In the development of efficient electrocatalysts for oxygen reduction reaction (ORR), durability is too often ignored in the pursuit of higher activities. For 3-dimensional, nanoporous materials, in addition to the standard mechanisms of electrocatalyst degradation including Pt dissolution/Ostwald ripening and coalescence/aggregation, new modes of morphological and compositional evolution must be considered. Here we use a combination of in-situ and ex-situ experimental techniques to develop insight into the structural and compositional evolution of nanoporous PtNi nanoparticles (np-NiPt) formed through the dealloying of Pt 20 Ni 80 precursor nanoparticles. We demonstrate that surface-diffusion facilitated coarsening, driven by the tendency to reduce the overall surface free energy of the system, is the dominant mechanism of electrochemical active surface area (ECSA) loss, consequently resulting in a decrease in activity.

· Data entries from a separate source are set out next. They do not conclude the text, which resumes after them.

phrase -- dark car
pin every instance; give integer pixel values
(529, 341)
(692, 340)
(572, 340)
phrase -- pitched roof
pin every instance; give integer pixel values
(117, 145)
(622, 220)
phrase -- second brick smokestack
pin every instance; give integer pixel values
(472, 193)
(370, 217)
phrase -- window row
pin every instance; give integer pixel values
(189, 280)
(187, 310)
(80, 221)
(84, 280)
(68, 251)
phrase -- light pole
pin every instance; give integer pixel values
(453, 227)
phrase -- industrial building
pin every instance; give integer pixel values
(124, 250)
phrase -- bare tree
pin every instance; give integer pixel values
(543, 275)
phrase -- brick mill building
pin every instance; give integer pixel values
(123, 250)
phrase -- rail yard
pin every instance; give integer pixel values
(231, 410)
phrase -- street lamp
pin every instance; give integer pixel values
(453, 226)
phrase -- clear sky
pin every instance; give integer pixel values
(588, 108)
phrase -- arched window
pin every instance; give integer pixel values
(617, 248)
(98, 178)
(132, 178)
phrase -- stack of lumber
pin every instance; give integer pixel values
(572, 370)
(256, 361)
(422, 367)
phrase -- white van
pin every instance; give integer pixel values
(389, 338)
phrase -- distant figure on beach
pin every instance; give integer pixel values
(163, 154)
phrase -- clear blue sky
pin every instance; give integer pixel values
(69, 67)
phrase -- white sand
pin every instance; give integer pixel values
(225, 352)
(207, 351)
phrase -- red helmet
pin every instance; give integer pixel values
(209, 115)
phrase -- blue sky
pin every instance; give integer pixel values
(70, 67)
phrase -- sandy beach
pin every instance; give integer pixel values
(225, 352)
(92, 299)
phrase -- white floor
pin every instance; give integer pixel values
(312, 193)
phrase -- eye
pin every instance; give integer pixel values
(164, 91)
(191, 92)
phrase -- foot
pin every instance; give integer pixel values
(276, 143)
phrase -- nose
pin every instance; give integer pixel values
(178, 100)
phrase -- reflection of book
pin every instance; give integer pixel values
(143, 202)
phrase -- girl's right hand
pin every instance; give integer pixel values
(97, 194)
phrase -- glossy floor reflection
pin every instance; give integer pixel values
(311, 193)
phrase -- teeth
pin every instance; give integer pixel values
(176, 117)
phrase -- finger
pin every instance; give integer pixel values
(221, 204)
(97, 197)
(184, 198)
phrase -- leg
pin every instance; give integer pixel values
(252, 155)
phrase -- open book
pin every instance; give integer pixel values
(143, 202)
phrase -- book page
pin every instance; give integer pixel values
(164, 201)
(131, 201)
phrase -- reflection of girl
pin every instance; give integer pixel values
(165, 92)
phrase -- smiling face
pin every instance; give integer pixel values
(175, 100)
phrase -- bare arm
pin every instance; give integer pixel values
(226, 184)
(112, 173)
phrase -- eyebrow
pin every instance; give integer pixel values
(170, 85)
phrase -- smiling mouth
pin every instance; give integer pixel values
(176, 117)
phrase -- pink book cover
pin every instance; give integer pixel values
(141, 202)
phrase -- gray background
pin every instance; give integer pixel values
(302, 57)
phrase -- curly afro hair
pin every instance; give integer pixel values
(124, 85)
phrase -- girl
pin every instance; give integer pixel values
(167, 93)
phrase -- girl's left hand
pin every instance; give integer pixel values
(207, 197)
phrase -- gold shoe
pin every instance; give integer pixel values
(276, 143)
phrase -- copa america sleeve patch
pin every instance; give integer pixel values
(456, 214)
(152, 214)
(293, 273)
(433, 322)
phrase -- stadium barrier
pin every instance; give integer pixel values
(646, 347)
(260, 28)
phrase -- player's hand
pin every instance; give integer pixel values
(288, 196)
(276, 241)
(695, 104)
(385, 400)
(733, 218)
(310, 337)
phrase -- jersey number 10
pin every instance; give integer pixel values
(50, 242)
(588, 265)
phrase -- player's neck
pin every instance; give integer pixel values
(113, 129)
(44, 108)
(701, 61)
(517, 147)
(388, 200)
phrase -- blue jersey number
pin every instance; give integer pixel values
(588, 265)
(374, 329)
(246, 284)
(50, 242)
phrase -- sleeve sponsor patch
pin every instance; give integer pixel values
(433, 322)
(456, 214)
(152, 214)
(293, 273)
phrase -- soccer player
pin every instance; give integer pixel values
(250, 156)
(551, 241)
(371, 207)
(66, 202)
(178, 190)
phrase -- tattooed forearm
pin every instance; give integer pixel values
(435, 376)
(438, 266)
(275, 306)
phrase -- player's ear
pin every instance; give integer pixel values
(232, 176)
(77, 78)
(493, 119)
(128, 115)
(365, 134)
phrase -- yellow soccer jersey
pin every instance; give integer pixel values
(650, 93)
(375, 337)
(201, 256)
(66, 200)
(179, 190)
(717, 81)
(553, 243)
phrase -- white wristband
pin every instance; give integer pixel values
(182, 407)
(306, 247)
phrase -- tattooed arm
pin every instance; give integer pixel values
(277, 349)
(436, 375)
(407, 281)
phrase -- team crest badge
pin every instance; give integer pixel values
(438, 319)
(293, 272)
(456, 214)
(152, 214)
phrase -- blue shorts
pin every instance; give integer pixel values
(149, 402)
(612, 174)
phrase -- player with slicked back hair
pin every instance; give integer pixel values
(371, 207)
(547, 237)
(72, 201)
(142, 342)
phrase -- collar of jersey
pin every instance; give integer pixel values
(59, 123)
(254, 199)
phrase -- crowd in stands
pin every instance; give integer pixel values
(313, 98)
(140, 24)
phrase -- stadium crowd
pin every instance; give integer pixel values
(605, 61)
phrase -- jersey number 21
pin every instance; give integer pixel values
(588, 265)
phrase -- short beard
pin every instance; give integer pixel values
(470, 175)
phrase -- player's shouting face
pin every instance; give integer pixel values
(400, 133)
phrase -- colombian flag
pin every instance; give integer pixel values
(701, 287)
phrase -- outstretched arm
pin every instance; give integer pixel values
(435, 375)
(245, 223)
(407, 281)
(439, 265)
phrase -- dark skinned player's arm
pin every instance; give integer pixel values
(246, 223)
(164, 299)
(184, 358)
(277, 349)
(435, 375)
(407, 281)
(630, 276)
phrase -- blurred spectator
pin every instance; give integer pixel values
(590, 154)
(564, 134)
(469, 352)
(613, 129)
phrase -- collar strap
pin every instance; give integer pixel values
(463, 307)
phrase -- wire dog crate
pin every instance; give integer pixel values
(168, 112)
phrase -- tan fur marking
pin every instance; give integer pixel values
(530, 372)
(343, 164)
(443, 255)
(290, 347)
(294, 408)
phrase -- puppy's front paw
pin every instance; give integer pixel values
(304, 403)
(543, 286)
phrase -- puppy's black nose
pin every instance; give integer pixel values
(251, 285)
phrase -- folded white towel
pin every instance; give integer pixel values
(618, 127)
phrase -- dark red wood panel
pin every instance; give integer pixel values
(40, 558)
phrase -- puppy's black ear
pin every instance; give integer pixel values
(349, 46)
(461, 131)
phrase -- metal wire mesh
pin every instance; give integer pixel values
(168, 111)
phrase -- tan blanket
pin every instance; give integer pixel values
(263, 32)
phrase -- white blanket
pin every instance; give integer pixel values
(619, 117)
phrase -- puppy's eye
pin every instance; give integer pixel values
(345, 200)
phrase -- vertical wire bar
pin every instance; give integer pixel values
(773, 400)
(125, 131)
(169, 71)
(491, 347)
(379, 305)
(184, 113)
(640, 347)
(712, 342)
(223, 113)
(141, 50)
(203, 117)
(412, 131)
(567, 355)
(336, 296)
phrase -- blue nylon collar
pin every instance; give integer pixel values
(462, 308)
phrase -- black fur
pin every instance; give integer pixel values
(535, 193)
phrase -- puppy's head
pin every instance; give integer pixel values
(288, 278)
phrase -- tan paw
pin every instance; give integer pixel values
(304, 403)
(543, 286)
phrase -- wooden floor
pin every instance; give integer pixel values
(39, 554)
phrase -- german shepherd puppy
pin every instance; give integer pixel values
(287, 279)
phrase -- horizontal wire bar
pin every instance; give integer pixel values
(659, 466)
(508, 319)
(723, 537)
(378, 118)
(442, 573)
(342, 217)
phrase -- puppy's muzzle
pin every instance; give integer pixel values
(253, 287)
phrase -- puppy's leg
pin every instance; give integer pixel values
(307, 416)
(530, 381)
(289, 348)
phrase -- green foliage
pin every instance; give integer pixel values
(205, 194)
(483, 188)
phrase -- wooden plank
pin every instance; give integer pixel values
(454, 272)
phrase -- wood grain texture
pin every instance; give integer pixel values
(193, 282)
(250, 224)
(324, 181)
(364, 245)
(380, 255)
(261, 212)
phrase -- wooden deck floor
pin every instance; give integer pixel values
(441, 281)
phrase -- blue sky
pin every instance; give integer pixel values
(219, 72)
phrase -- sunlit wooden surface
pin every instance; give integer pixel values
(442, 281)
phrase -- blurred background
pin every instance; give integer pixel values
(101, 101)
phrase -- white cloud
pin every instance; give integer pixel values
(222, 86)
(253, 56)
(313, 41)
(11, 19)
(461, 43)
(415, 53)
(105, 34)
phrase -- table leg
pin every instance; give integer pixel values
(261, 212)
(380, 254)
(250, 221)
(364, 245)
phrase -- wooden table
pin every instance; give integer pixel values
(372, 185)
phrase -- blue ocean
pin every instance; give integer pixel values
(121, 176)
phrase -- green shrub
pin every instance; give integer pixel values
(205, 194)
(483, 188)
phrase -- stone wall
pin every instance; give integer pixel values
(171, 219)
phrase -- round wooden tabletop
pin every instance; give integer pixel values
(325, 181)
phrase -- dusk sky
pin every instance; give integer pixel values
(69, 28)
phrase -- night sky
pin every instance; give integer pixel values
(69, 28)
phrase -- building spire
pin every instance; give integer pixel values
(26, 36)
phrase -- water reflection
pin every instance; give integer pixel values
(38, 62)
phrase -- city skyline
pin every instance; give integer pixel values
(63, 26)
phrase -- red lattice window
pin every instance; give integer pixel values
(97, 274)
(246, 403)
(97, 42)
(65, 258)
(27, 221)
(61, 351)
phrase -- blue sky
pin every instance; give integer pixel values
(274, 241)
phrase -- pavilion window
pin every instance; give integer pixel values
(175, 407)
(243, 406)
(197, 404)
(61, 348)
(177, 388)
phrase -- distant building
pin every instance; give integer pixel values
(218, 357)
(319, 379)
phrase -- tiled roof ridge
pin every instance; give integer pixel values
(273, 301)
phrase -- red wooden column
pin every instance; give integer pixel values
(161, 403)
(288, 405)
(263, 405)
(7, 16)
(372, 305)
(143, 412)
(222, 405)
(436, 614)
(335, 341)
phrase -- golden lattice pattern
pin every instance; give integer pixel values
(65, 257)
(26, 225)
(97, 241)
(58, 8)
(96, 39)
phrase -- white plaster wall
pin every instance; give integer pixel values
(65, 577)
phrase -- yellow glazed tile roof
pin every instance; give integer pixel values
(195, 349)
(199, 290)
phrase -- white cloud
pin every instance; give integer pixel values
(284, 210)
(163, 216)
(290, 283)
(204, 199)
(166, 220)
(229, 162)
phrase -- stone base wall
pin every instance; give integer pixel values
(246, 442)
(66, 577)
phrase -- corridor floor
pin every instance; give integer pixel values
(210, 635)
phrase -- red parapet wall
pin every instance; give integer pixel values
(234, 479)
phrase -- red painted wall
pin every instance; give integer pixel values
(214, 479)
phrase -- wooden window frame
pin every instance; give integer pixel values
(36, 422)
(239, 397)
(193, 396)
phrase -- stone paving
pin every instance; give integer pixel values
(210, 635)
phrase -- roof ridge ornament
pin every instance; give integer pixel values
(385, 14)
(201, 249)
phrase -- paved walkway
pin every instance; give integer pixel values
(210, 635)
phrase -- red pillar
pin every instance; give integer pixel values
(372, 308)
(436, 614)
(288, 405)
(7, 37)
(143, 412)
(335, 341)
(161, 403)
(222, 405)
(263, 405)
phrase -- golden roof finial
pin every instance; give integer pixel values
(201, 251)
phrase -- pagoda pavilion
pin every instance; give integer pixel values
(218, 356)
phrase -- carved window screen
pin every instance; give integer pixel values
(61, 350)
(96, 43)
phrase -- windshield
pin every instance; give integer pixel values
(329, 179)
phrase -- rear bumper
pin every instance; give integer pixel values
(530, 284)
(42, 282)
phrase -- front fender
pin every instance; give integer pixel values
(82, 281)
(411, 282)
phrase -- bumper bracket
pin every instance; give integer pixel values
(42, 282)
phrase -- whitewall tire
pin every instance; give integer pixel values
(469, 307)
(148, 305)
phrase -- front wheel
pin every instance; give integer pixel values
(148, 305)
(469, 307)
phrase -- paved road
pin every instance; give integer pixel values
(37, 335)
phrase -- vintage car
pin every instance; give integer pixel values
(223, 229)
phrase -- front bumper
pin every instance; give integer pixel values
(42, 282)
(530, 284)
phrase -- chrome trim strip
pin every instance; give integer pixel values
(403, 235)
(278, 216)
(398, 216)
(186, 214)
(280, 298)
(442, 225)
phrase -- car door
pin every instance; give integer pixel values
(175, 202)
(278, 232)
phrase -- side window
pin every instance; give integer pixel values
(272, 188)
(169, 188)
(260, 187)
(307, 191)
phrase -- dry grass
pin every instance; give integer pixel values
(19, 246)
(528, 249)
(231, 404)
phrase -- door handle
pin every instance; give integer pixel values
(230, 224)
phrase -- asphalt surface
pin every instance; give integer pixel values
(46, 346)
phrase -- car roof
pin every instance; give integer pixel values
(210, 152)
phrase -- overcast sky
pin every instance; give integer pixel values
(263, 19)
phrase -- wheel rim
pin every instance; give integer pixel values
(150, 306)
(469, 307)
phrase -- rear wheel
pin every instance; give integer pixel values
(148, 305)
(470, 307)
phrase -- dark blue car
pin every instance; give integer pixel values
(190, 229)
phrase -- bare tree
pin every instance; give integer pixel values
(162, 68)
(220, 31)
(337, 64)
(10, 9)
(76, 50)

With a better understanding of the interplay between nanoporous structure coarsening and transition metal loss, we have developed strategy to mitigate coarsening and improve operational catalyst stability by impeding step edge movement through the use of foreign adsorbates on the
surface. We show that partial monolayer decoration of np-NiPt with Ir, possessing a significantly lower rate of surface diffusion than Pt, acts to pin step edges and results in significant enhancement in catalyst durability as measured by ECSA and ORR activity retention. With this strategy we will show how more detailed insight into the atomic processes that govern electrocatalytic material instability can begin to break the inverse correlation between activity and durability.